A day or two later, the restaurant received an email from a Bernardo Souza asking for a $75 Google Play gift card or else the bad reviews would continue.
Fitzgerald said he knew it was a scam and did not respond to the email. By then, it had become clear that restaurants across the country had been targeted, impacting concepts ranging from Nightbird in San Francisco to Sochi Saigonese Kitchen in Chicago.
Travis Lenig, owner and chef of the five-year-old Field & Tides concept in Houston, said his restaurant was also among those affected by the extortion attempt. In his case, the restaurant received 20 or 30 one-star reviews, with no comment, before the threatening email arrived.
Initially, Lenig said Google was not helpful. “It was clearly a total scam, and I was like, ‘whatever’ and ignored it,” he said. “But then I noticed that the business went down a bit.
“I started reporting them, and Google was responding and saying none of them violated our policy, so the review will stand. And I didn’t know what to do,” Lenig said. “And it wasn’t just us, it was several in the Houston area. »
Lenig enlisted his publicist, who launched a social media campaign to let diners know what was going on. And when the media picked up the story, both nationally and locally, Google finally seemed to recognize that the bad reviews weren’t legit – although the reviews weren’t removed until Thursday, he said. he declares.
Fitzgerald du Pavillon turned to Merchant Centric for help, a technical service that manages customer engagement and monitors online reputation. Dinex Group had previously worked with the company to closely monitor restaurant feedback.

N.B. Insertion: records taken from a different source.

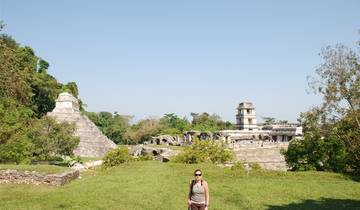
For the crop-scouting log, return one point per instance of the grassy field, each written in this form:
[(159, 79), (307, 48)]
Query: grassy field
[(155, 185), (48, 169)]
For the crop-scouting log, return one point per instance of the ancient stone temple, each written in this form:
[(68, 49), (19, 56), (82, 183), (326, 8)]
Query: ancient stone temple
[(93, 143)]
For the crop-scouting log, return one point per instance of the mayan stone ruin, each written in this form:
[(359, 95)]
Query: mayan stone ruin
[(93, 143)]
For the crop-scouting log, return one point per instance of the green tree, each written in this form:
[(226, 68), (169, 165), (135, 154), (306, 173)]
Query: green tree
[(51, 138), (331, 131), (114, 126)]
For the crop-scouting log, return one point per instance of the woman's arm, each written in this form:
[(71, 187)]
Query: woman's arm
[(207, 197)]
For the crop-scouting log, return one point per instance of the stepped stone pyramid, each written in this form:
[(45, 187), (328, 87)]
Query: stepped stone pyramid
[(93, 143)]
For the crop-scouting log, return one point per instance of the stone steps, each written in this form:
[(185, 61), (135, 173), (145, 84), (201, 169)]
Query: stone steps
[(93, 143)]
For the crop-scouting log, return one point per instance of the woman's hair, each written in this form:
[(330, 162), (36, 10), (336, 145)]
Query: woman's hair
[(197, 171)]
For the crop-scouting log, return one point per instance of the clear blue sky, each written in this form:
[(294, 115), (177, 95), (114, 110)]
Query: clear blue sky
[(147, 58)]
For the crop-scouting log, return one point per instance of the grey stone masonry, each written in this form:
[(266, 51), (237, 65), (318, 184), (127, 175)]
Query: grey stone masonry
[(32, 177), (93, 143)]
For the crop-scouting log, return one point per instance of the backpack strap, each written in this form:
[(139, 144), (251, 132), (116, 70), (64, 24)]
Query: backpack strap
[(191, 188)]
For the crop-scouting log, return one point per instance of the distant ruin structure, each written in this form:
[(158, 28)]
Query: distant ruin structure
[(93, 143), (250, 132)]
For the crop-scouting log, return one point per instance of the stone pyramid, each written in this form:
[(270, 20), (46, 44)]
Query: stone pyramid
[(93, 143)]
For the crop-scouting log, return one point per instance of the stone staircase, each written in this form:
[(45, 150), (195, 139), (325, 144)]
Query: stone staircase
[(93, 143), (268, 157)]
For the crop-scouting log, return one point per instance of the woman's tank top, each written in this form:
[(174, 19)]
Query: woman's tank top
[(198, 195)]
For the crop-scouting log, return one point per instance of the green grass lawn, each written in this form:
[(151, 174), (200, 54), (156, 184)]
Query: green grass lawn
[(48, 169), (87, 159), (155, 185)]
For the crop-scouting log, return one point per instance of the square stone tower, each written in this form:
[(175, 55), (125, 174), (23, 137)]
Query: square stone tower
[(246, 117)]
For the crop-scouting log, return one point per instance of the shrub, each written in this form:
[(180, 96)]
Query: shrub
[(255, 167), (238, 166), (18, 149), (116, 157), (51, 138), (205, 151)]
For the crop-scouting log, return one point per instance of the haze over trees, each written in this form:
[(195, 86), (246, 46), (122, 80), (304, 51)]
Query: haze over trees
[(27, 93), (332, 129)]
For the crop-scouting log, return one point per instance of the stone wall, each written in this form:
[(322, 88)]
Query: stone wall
[(32, 177), (267, 156)]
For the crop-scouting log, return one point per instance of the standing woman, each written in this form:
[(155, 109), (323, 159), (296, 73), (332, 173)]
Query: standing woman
[(199, 193)]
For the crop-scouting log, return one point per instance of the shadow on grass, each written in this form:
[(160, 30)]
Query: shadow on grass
[(323, 203)]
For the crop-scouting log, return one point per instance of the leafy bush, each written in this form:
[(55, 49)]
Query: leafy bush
[(116, 157), (17, 149), (238, 166), (15, 146), (147, 156), (51, 138), (255, 167), (205, 151)]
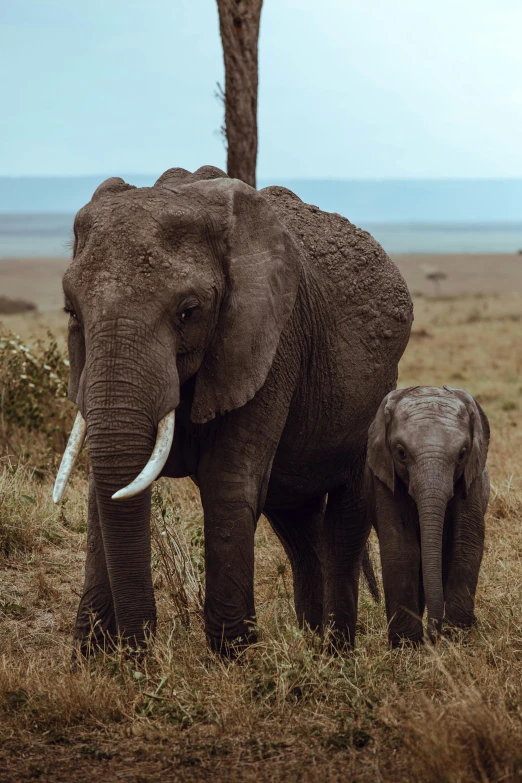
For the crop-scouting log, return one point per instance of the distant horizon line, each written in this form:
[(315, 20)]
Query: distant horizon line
[(280, 177)]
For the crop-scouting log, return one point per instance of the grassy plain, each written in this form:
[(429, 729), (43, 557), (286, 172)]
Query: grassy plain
[(288, 711)]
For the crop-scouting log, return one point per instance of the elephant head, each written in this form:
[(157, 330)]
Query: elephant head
[(431, 440), (185, 285)]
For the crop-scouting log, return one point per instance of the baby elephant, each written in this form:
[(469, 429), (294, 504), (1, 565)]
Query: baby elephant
[(427, 492)]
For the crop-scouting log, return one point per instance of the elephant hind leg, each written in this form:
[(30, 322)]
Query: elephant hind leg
[(346, 527), (299, 532), (95, 625)]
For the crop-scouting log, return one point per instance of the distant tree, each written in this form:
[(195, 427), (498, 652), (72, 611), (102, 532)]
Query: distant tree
[(239, 28)]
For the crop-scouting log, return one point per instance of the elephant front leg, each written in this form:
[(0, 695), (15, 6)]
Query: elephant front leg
[(299, 531), (345, 531), (95, 619), (400, 552), (229, 571), (466, 547)]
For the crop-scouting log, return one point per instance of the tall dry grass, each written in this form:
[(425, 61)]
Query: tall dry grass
[(288, 709)]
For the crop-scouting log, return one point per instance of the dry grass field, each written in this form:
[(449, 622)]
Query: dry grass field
[(289, 710)]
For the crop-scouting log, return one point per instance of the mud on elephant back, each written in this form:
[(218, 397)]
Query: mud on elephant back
[(269, 331)]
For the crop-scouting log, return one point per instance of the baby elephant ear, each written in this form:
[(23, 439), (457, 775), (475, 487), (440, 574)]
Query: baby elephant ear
[(379, 457), (261, 267), (479, 431)]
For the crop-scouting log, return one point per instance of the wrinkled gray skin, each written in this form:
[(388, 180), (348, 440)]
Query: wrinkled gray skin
[(274, 330), (427, 489)]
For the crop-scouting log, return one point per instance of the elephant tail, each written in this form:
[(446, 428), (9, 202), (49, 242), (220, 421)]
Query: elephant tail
[(369, 574)]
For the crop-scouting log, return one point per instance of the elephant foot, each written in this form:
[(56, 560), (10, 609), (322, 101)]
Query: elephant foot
[(399, 642), (233, 646), (453, 628), (459, 621), (95, 628)]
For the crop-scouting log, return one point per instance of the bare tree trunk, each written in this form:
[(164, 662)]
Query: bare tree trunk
[(239, 28)]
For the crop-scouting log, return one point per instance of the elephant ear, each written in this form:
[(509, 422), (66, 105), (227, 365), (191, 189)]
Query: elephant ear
[(379, 457), (261, 267), (479, 430)]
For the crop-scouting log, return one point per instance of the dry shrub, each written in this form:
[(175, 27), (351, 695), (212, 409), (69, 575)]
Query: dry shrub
[(43, 699), (28, 518), (466, 733), (177, 554)]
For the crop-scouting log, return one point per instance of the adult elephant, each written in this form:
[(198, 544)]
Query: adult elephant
[(272, 330)]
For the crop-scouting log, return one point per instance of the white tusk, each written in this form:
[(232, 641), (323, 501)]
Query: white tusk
[(154, 466), (70, 455)]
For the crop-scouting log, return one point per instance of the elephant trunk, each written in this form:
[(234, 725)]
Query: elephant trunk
[(124, 398), (431, 494)]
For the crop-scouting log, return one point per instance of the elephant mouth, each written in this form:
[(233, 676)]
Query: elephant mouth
[(151, 471)]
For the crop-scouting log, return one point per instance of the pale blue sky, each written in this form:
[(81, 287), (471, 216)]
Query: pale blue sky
[(348, 88)]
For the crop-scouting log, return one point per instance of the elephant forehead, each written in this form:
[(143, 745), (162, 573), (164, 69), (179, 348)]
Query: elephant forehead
[(429, 404)]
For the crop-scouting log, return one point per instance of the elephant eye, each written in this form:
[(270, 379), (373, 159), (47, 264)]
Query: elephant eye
[(70, 312), (402, 454), (187, 313)]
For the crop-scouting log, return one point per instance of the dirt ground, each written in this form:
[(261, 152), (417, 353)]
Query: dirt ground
[(39, 279)]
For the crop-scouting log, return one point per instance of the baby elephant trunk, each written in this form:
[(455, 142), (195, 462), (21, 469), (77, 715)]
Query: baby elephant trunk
[(432, 497)]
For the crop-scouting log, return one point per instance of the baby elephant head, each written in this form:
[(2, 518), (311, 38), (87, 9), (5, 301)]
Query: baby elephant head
[(432, 441)]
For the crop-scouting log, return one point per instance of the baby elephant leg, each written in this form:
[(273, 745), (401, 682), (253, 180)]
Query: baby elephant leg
[(466, 547), (401, 570)]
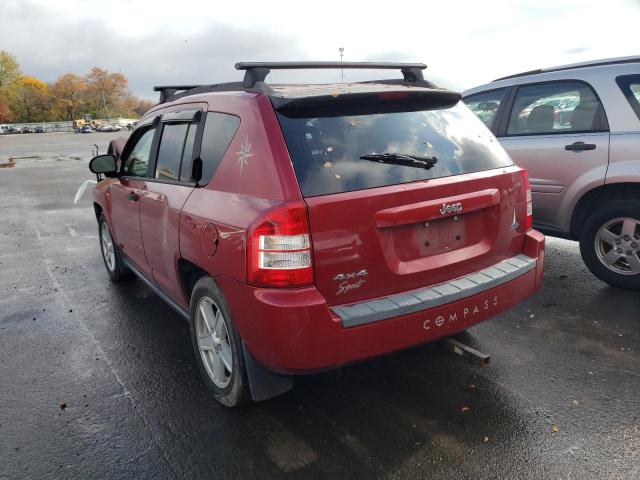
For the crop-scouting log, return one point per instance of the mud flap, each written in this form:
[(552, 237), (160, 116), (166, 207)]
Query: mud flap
[(263, 383)]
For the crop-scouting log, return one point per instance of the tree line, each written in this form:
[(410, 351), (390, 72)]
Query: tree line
[(100, 93)]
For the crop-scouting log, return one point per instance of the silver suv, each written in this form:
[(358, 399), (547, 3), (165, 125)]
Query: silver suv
[(576, 128)]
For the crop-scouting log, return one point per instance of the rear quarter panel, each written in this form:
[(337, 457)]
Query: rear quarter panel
[(240, 192)]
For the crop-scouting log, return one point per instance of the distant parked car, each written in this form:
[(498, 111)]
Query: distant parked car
[(575, 128), (8, 129)]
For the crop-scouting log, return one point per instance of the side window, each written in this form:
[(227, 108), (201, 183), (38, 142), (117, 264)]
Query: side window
[(560, 107), (171, 151), (136, 163), (485, 105), (219, 130), (187, 155), (630, 86)]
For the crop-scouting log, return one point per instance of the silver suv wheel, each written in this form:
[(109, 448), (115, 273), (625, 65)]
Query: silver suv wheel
[(617, 245)]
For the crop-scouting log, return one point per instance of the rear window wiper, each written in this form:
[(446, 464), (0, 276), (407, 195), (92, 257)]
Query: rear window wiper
[(402, 159)]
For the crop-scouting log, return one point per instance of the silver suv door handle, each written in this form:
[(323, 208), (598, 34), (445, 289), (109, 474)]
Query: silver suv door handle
[(579, 146)]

“They were able to help us contact Google and get in touch with representatives, and ultimately get the reviews removed,” he said.
Those one-star no-comment reviews keep trickling in, Fitzgerald noted, but now Google seems to be removing them almost immediately, perhaps in part because of media coverage.

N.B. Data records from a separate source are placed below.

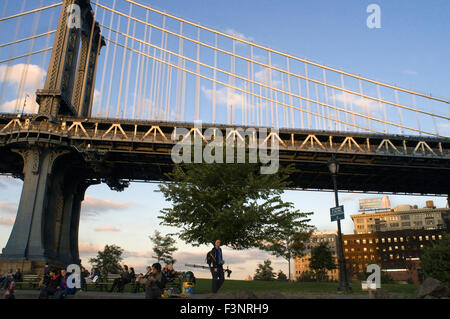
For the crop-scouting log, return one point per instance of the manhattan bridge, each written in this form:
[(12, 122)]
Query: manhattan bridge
[(93, 92)]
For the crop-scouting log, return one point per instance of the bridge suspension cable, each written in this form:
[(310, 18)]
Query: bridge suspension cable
[(320, 101), (271, 100), (281, 53), (157, 66)]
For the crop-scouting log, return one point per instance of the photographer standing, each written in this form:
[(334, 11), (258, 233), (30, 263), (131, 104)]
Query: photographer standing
[(156, 283), (215, 262)]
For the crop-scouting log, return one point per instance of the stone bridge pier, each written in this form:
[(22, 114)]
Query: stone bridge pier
[(47, 221)]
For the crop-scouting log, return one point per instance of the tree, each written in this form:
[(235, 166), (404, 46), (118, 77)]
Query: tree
[(281, 276), (294, 234), (108, 260), (435, 260), (163, 247), (230, 202), (264, 271), (321, 261)]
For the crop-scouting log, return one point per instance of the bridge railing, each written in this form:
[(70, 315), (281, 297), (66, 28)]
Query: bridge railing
[(94, 132)]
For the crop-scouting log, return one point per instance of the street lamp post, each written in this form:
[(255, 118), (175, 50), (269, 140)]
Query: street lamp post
[(333, 166)]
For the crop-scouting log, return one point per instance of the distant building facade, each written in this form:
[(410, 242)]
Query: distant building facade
[(396, 252), (401, 218), (301, 265)]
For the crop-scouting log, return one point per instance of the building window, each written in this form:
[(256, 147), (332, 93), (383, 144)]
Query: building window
[(406, 224)]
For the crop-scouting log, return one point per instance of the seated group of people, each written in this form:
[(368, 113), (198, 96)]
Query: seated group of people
[(153, 281), (54, 284), (8, 282)]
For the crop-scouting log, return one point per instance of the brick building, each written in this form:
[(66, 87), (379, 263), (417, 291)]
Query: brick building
[(301, 265), (396, 252)]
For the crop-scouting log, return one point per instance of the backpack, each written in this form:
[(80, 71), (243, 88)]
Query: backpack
[(210, 259), (163, 281)]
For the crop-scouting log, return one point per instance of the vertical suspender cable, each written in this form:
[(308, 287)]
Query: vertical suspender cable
[(119, 97), (105, 64)]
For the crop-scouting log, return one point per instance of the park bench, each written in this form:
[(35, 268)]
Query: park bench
[(104, 284), (32, 280)]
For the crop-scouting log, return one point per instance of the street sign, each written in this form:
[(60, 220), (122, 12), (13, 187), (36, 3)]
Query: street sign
[(337, 213)]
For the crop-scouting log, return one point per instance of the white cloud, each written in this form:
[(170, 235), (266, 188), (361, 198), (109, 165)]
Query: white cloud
[(7, 221), (86, 248), (29, 77), (238, 35), (225, 96), (357, 102), (107, 228), (32, 75), (263, 76), (92, 206), (26, 103), (410, 72), (8, 208)]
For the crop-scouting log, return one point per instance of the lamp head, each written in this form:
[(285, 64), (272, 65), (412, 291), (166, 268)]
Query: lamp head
[(333, 166)]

“I think it’s great that the media is drawing attention to this, so that other customers and consumers are aware,” he said.
Still, Field & Tides’ Lenig said he wouldn’t be surprised to see similar scams pop up again.
“The scam in our company is rabid. There are all kinds of things people do to get free stuff,” he said.
Connie Shelton, director of customer success at Merchant Centric, recommended that restaurants develop a reputation crisis management plan, before a crisis occurs.
Having a platform to host all the review sites is helpful, she said. And restaurants need to understand which review sites allow them to disable public reviews until a crisis is over.
If you suspect a scam, Shelton said, “Stay calm and rational. Don’t allow yourself to become defensive or combative. Use your anxious, panicked energy to take action for good by flagging negative reviews for deletion and/or writing thoughtful responses to defuse the situation and prevent it from going viral and impacting your sales.
In San Francisco, the Golden Gate Restaurant Association also said it was working with Google, urging the tech company to put in place a mechanism to review and remove clearly fraudulent reviews. The association recommended that restaurants continue to monitor and report reviews that appear illegitimate, using their Google business page.
The GGRA also added this advice:
- Do not panic. Scammers take advantage of panicked reactions.
- Document everything. Do not delete the extortion email/attempt.
- Talk to your peers to see if other people have been targeted.
- Post on social media to draw attention to the scam and alert your customers.
- If you want to, publicly respond to reviews so customers see them for what they are: a scam.
- Report to the appropriate authorities, including local police, the FBI and the Federal Trade Commission.
- Don’t pay the scammers.
UPDATE: This article has been updated with new information.